2. **`imeta` extensions degrade gracefully.** Clients that don't read `license`/`author`/`source_url` in `imeta` ignore them; they still get the standard `url`/`m`/`x`/`alt` fields.
3. **Reverse parsing is optional.** A pipeline can publish without ever supporting the reverse direction; the YAML is always the source of truth.
---
## What this convention does **not** do
- **Does not inject captions into the event body.** Early drafts did; it turned into a fragile regex workout across Markdown variants (link-wrapped images, list-embedded images, block quotes). Recommended approach: let clients render attribution from `imeta` fields. Inject body captions only if a concrete client gap makes it necessary.
- **Does not define new Nostr kinds.** It uses `kind:30023` (NIP-23), `kind:10063` (Blossom user server list, BUD-03), and `kind:10002` (NIP-65 relay list) as-is.

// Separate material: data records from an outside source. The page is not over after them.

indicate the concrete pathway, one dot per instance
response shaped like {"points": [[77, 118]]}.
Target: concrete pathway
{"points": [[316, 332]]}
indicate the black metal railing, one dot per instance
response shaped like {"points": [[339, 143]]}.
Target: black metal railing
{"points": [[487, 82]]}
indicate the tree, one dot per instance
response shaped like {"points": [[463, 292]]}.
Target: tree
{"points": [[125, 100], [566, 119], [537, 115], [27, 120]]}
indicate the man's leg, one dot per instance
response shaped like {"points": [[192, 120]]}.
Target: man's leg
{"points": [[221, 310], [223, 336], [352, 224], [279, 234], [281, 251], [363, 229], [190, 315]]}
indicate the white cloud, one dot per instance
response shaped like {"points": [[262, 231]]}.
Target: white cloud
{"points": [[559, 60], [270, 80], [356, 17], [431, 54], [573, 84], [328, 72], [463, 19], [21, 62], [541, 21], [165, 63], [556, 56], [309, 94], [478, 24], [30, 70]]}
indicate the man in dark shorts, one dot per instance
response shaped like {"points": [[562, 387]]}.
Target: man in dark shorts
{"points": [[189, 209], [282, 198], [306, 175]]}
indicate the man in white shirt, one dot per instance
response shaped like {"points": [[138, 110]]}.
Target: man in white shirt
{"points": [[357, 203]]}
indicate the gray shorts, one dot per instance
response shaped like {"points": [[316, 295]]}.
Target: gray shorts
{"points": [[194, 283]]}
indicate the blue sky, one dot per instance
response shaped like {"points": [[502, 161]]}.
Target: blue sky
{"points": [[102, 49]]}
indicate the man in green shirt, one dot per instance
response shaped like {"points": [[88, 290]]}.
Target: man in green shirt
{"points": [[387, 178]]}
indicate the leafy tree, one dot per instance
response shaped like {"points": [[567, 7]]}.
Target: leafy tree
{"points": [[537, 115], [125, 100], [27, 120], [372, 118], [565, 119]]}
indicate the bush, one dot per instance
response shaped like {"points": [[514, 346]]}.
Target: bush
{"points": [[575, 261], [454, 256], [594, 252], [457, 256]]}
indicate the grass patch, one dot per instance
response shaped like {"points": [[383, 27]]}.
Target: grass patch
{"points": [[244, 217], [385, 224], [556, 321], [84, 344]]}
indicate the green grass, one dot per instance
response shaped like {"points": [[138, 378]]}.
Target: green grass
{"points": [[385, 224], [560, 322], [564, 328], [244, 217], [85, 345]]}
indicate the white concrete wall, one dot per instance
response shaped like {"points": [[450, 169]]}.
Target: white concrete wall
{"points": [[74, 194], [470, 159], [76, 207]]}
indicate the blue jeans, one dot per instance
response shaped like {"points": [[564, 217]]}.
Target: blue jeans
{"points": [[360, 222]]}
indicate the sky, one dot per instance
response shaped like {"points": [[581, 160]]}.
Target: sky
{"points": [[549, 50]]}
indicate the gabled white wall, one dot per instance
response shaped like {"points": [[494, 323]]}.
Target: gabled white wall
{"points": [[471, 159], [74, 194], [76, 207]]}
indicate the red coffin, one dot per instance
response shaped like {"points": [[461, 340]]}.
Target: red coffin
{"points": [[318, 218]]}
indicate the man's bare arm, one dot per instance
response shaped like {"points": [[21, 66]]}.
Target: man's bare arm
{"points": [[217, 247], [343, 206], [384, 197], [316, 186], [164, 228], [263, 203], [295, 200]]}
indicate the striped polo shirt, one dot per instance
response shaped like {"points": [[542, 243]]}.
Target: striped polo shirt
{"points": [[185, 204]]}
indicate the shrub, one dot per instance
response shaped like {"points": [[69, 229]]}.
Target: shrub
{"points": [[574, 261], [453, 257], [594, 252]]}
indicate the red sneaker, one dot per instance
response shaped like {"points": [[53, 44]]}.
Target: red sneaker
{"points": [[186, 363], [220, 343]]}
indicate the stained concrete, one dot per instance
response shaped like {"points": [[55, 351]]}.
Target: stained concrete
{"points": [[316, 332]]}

- **Does not mandate Blossom.** The convention maps cleanly to any content-addressed image host. Blossom is just the most interoperable option in the Nostr ecosystem today.
---
## Open questions for the community
1. **License in `imeta` — convention or its own tag?** Should per-image license info live in `imeta` as a non-standard field, or should there be a companion `license` tag per image with an `x <sha256>` back-reference? The `imeta` approach keeps everything per-image in one tag. A separate tag decouples concerns but duplicates the binding.
2. **Multiple licenses per image.** CC dual-licensing exists (e.g. "CC BY-SA or GFDL"). Should the spec allow `license` as an array, or repeat the `license` field multiple times in `imeta`?
3. **Canonical short-form catalog.** The table above is practical but not authoritative. Should a registry of license-URL-to-short-form mappings live somewhere reference-able?
4. **Attribution in languages other than English.** The reverse-parser pattern uses role words like `Photo`, `Foto`, `Image`. A language-agnostic marker (e.g. a leading emoji or a structured sigil like `⸻ credit ⸻`) would sidestep i18n, at the cost of readability.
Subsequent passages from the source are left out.